Поппи прижалась губами к моим губам, и ее поцелуй пробрал меня с головы до ног. Потом она отстранилась, и я выпустил ее из кольца рук.
— Пойдем на поляну? — спросила Поппи, когда я повел ее через парковочную площадку, мимо продолжавших толкаться поблизости девятиклассниц.
— Мне, кроме тебя, никто не нужен.
— Джори спрашивала, придем ли мы. Там все собираются. — Поппи посмотрела на меня. Губы ее дрогнули, и я понял, что хмурюсь. — Сегодня же пятница, Руне. Нам пятнадцать, а ты совсем не развлекаешься, только смотришь, как я играю на виолончели. У нас еще есть время, давай повидаемся с друзьями, как нормальные подростки.
— Ладно, — согласился я и, обняв ее за плечи, наклонился к самому уху. — Но завтра делить тебя ни с кем не стану.
Поппи привлекла меня к себе:
— Не возражаю.
Девчонки у нас за спиной снова оживились. Кто-то произнес мое имя. Я раздраженно вздохнул, а Поппи едва заметно напряглась и, не поднимая головы, сказала:
— Это потому что ты другой, не такой, как все. У тебя есть художественный вкус, ты увлекаешься фотографией. Носишь темную одежду. — Она рассмеялась и тряхнула головой. Я отбросил волосы с лица. — А в первую очередь из-за этого.
— Из-за чего? — нахмурился я.
Поппи привстала на цыпочки и потянула меня за длинный локон.
— Когда ты вот так делаешь. Когда откидываешь волосы. — Я удивленно вскинул бровь, а она пожала плечами. — Устоять невозможно.
— Ja? — Я встал перед Поппи и нарочитым жестом отбросил с лица прядь. — Говоришь, устоять невозможно? И к тебе это тоже относится? — Она прыснула со смеху и схватила меня за руку. Мы прошли по дорожке к поляне — участку в парке, где вечерами собирались ребята из нашей школы.
— Вообще-то, Руне, меня не трогает, что на тебя засматриваются другие девчонки. Я знаю, как ты относишься ко мне, что чувствуешь, потому и сама отношусь к тебе так же и чувствую то же. — Поппи втянула нижнюю губу. Это означало, что она нервничает, но почему, я даже не представлял, пока она не продолжила: — Единственная, кто меня беспокоит, это Эвери. Она давно на тебя глаз положила и, даю руку на отсечение, готова на все, чтобы только заполучить желаемое.
Я покачал головой.

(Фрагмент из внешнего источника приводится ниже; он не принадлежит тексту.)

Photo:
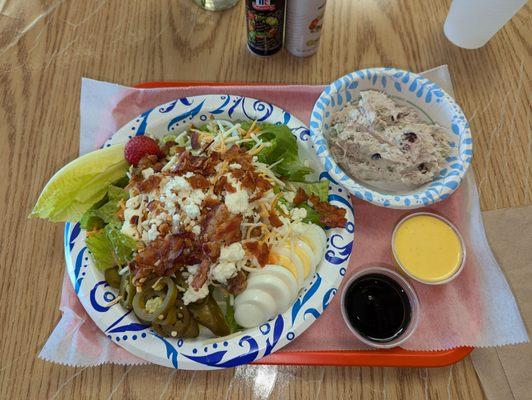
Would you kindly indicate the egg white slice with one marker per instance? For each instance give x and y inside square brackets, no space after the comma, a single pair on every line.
[281,273]
[315,237]
[254,307]
[275,287]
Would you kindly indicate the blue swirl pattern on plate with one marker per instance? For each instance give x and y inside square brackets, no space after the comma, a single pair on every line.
[123,328]
[428,99]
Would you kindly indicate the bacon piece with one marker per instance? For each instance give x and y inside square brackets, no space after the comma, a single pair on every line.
[199,182]
[219,185]
[165,148]
[162,257]
[274,219]
[149,184]
[202,165]
[220,225]
[210,202]
[211,249]
[259,250]
[237,284]
[154,205]
[300,196]
[331,216]
[194,140]
[201,275]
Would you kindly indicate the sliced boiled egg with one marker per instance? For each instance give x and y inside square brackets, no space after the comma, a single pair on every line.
[299,249]
[282,256]
[315,238]
[254,307]
[302,249]
[275,287]
[281,273]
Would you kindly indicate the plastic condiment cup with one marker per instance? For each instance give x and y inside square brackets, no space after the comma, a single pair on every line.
[451,225]
[412,298]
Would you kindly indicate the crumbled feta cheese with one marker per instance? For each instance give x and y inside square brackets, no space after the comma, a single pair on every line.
[191,210]
[192,269]
[223,271]
[196,196]
[146,173]
[153,233]
[283,208]
[134,202]
[153,304]
[191,295]
[237,202]
[297,214]
[233,253]
[289,196]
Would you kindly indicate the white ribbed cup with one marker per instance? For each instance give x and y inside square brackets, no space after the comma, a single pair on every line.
[471,23]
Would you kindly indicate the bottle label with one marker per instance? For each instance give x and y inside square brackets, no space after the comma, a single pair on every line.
[265,27]
[263,5]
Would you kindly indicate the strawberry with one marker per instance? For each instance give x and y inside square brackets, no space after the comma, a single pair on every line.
[140,146]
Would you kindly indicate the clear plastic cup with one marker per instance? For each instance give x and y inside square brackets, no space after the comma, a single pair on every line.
[412,298]
[417,278]
[471,23]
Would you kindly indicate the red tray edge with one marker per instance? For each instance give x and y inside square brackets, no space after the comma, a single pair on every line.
[370,358]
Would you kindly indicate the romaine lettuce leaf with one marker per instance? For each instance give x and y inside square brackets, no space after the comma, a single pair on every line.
[320,189]
[283,149]
[100,214]
[110,247]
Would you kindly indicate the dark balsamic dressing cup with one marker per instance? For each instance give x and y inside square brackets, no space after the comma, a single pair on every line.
[380,307]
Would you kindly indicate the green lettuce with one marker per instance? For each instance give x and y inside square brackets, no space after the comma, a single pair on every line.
[110,247]
[104,212]
[320,189]
[230,316]
[282,150]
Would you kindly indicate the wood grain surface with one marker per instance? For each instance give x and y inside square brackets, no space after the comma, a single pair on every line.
[46,46]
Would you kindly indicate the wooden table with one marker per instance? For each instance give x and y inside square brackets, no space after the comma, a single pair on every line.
[46,46]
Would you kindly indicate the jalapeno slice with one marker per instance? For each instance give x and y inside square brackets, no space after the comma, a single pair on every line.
[112,277]
[185,325]
[127,292]
[208,313]
[153,301]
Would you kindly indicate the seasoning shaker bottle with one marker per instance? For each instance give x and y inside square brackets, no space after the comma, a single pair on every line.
[304,20]
[265,26]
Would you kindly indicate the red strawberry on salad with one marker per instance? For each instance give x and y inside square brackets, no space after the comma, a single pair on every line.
[140,146]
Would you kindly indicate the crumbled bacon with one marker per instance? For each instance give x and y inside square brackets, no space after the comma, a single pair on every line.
[237,283]
[202,165]
[148,184]
[220,224]
[300,196]
[165,148]
[274,219]
[211,250]
[161,257]
[201,275]
[259,250]
[331,216]
[199,182]
[154,205]
[147,162]
[194,140]
[210,202]
[219,185]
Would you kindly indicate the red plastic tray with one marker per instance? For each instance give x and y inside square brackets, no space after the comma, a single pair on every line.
[396,357]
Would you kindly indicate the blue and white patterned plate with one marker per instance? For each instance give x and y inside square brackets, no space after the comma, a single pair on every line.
[407,88]
[123,328]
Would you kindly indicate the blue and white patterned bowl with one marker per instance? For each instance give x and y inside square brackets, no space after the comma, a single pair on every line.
[123,328]
[428,99]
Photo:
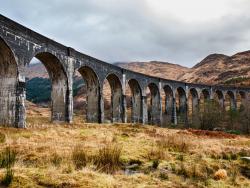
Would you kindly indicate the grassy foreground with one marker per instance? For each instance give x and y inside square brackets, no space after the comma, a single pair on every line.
[123,155]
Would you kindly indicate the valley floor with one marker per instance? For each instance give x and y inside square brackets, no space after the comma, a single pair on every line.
[51,155]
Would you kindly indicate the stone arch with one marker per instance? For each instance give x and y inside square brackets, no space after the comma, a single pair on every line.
[8,85]
[93,99]
[135,101]
[204,99]
[219,98]
[117,110]
[230,101]
[241,100]
[59,86]
[154,105]
[167,105]
[193,106]
[181,105]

Эвери мне даже не нравилась, но постоянно кружилась поблизости, потому что была в той же группе, что и большинство наших друзей. Все мои знакомые считали ее первой красоткой, но я их мнения не разделял и с трудом переносил ее отношение ко мне. Да и к Поппи тоже.
— Она ничего для меня не значит. Пустое место, понимаешь, Поппимин?
Поппи прижалась ко мне еще крепче. Мы повернули вправо, к нашим друзьям. Эвери сидела на земле и, завидев нас, выпрямилась.
Я снова наклонился к Поппи и повторил:
— Пустое место.
Вместо ответа она дернула меня за рубашку. Ее лучшая подруга, Джори, вскочила и раскрыла объятия. Взбалмошная, прямодушная, из тех, кто сначала говорит, а потом думает, она любила Поппи, которая отвечала ей тем же. В нашем городишке Джори была одной из тех немногих, кто воспринимал странности Поппи как нечто восхитительное и очаровательное, а не мрачное и подозрительное.